7. How many arguments are passed to the open
function and what are their types?
8. What is the variable name of the file object returned by the open
function?
9. Identify the names of all methods
used on this file object in the model_two
function.
10. What data type (integer, string, etc.) does the write
method require for its argument?
11. Consider the text in the out.txt
file:
11a. How many times was the write
method called to create the first line of text?
11b. How many times was the write
method called to create the second line of text?
11c. What does the "\n"
character do?
11d. What type of program structure would be useful to write a pdb file with a large number of atom lines? Explain your answer.

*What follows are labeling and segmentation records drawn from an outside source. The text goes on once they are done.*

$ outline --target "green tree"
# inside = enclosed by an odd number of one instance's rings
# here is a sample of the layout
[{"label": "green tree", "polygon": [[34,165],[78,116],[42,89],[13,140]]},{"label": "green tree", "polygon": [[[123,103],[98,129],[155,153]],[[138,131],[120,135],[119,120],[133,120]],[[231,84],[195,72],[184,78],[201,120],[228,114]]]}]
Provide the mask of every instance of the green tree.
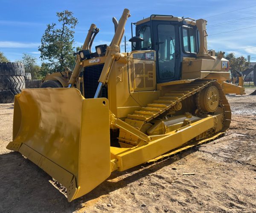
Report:
[{"label": "green tree", "polygon": [[61,27],[58,28],[55,23],[48,24],[38,47],[40,58],[45,60],[44,72],[47,70],[49,73],[63,71],[66,66],[72,67],[75,60],[73,55],[75,32],[73,29],[78,23],[77,19],[68,10],[56,14]]},{"label": "green tree", "polygon": [[23,63],[25,72],[30,72],[32,79],[38,79],[41,78],[40,72],[41,67],[37,64],[36,58],[27,53],[23,53],[22,59],[16,61]]},{"label": "green tree", "polygon": [[[217,56],[218,52],[215,53],[215,56]],[[236,57],[235,54],[233,52],[230,52],[227,55],[224,55],[224,58],[227,60],[229,60],[230,67],[231,73],[234,76],[236,76],[236,71],[241,72],[245,69],[248,68],[249,66],[249,63],[247,61],[244,57],[241,56],[239,57]]]},{"label": "green tree", "polygon": [[9,60],[3,55],[3,53],[0,52],[0,62],[8,62],[8,61],[9,61]]}]

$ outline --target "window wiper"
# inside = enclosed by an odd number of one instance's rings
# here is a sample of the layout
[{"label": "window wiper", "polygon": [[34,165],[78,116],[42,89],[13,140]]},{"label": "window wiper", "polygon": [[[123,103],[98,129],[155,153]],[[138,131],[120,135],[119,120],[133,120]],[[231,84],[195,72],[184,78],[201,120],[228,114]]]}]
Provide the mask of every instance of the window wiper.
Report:
[{"label": "window wiper", "polygon": [[178,56],[179,55],[179,53],[177,51],[177,50],[176,50],[176,49],[175,48],[175,44],[174,44],[174,40],[173,40],[173,38],[172,38],[172,37],[170,37],[170,38],[171,38],[171,40],[172,41],[172,45],[173,45],[173,48],[174,48],[174,52],[175,53],[175,56],[176,58],[177,58],[178,57]]}]

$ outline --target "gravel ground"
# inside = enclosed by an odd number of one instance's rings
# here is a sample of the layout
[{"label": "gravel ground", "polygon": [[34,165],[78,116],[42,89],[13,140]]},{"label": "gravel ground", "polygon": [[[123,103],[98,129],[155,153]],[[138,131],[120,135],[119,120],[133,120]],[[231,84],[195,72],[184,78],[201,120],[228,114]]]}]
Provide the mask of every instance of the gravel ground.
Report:
[{"label": "gravel ground", "polygon": [[[113,172],[71,203],[47,174],[6,149],[13,104],[0,104],[0,212],[256,212],[256,96],[227,97],[232,121],[224,137],[156,164]],[[188,173],[195,174],[183,175]]]}]

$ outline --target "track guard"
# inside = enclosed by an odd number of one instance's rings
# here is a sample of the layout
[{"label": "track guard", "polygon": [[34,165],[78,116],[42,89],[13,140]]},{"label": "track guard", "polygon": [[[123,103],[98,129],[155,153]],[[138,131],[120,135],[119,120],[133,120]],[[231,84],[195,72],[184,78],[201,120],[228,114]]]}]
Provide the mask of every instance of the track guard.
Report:
[{"label": "track guard", "polygon": [[75,88],[24,89],[15,98],[13,141],[18,151],[67,188],[69,201],[111,173],[108,101]]}]

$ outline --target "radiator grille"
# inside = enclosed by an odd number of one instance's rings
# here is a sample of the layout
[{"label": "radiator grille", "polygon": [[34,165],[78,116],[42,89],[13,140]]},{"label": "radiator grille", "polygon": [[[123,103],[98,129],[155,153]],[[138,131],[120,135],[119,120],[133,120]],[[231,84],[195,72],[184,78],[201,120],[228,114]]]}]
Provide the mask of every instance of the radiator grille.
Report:
[{"label": "radiator grille", "polygon": [[[99,79],[101,74],[104,64],[97,64],[86,66],[84,69],[84,98],[93,98],[99,85]],[[103,86],[99,98],[108,98],[108,89]]]}]

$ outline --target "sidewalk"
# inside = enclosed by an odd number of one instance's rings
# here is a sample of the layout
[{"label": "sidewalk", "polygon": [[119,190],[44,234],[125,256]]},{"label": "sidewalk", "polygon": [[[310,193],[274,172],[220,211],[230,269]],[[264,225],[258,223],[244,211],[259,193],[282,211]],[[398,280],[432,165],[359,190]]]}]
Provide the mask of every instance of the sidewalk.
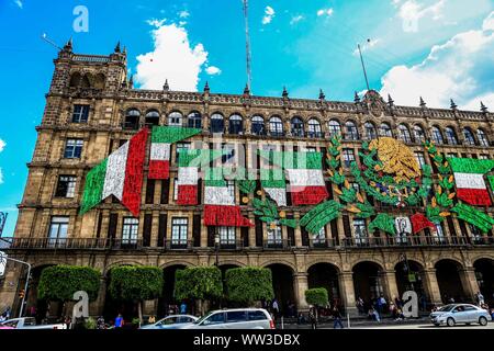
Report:
[{"label": "sidewalk", "polygon": [[[345,328],[348,328],[348,319],[344,318],[341,319]],[[350,319],[350,327],[375,327],[375,326],[396,326],[396,325],[423,325],[423,324],[428,324],[429,322],[429,318],[422,316],[418,318],[407,318],[404,320],[394,320],[391,317],[384,317],[383,319],[381,319],[380,322],[374,321],[374,320],[370,320],[368,318],[353,318]],[[281,321],[277,320],[277,329],[281,329]],[[284,325],[284,329],[311,329],[311,324],[310,322],[305,322],[302,325],[296,324],[295,320],[293,320],[293,318],[287,319],[283,321]],[[317,328],[321,329],[333,329],[333,319],[328,319],[325,320],[323,322],[317,324]]]}]

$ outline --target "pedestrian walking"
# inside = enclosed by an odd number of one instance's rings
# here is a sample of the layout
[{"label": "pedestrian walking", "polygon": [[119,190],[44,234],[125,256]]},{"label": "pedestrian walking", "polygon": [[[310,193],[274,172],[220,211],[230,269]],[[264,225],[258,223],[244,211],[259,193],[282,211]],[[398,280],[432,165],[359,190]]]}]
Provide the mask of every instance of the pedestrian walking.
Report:
[{"label": "pedestrian walking", "polygon": [[333,318],[335,319],[333,324],[333,329],[336,329],[337,326],[339,326],[341,329],[344,329],[344,325],[341,322],[341,313],[339,312],[338,307],[336,305],[333,307],[332,310]]},{"label": "pedestrian walking", "polygon": [[182,302],[182,304],[180,305],[180,315],[184,314],[187,314],[187,304],[186,302]]},{"label": "pedestrian walking", "polygon": [[122,328],[124,325],[124,319],[121,314],[115,318],[115,328]]},{"label": "pedestrian walking", "polygon": [[308,319],[311,320],[312,329],[317,329],[317,315],[314,307],[308,309]]}]

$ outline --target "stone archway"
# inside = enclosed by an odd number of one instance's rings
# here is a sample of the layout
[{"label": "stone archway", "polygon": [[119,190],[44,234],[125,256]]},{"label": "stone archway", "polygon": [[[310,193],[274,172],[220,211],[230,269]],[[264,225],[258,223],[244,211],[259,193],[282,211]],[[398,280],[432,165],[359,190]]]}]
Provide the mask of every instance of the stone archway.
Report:
[{"label": "stone archway", "polygon": [[289,306],[295,302],[293,270],[291,267],[282,263],[272,263],[266,268],[270,269],[272,273],[272,287],[280,313],[288,316]]},{"label": "stone archway", "polygon": [[[473,263],[479,288],[487,305],[494,305],[494,260],[479,259]],[[474,292],[476,293],[476,292]]]},{"label": "stone archway", "polygon": [[444,304],[467,302],[465,291],[461,281],[462,265],[453,260],[444,259],[436,262],[436,276]]},{"label": "stone archway", "polygon": [[362,261],[357,263],[352,271],[356,299],[361,297],[367,310],[378,297],[384,294],[383,269],[375,262]]},{"label": "stone archway", "polygon": [[175,299],[175,274],[178,270],[186,269],[186,264],[172,264],[164,268],[162,276],[164,276],[164,285],[162,285],[162,295],[158,301],[158,318],[168,316],[171,310],[178,313],[176,307],[178,308],[180,302]]}]

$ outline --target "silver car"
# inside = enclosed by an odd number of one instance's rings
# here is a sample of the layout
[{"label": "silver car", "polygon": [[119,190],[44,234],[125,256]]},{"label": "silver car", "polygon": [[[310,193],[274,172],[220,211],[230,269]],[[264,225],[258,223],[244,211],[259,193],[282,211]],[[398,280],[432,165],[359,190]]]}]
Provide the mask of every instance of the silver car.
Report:
[{"label": "silver car", "polygon": [[487,310],[469,304],[446,305],[430,314],[430,321],[435,326],[453,327],[456,324],[470,325],[472,322],[486,326],[491,319]]},{"label": "silver car", "polygon": [[274,329],[271,315],[262,308],[214,310],[182,329]]},{"label": "silver car", "polygon": [[190,315],[167,316],[155,324],[141,327],[141,329],[179,329],[186,324],[192,324],[198,317]]}]

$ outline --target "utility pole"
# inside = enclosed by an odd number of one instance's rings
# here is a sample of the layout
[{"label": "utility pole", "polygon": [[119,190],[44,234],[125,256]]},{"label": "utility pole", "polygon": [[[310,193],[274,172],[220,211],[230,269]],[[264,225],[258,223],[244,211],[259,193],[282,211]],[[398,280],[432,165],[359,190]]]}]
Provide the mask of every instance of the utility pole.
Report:
[{"label": "utility pole", "polygon": [[245,21],[245,52],[246,52],[246,69],[247,69],[247,87],[252,90],[252,77],[250,69],[250,35],[249,35],[249,1],[244,0],[244,21]]},{"label": "utility pole", "polygon": [[[367,39],[368,42],[370,42],[370,39]],[[366,71],[366,64],[363,64],[363,57],[362,57],[362,50],[360,49],[360,44],[357,44],[358,48],[359,48],[359,54],[360,54],[360,61],[362,63],[362,69],[363,69],[363,78],[366,78],[366,86],[367,86],[367,90],[369,91],[369,80],[367,79],[367,71]]]}]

When writing output to a file, there are two basic file modes:
Either mode will create the file automatically if it does not already exist.
Type the following in separate Jupyter code cells (it won't work correctly if you type them in a single Jupyter cell):
afile.write("new line\n")
afile = open("out.txt", "a")
afile.write("new line\n")
two = 2.0
afile.write(two)
afile.write(str(two))
afile.close()
afile.write("new line\n")
12a. Explain what happens as a result of this line of code:
afile = open("out.txt", "a")
12b. How do the arguments passed to the open
function differ for writing a new file and appending an existing file?
12c. What code would you run if you wanted to overwrite a file called stuff.txt
that already existed? (answer in text, no need to run code)
13. Explain the reason for the error observed after entering the command:
13a. the first time at the start of the model:
afile.write("new line\n")
13b. the same command, the last time at the end of the model.
14. Explain the reason for the error observed after entering the command:
afile.write(two)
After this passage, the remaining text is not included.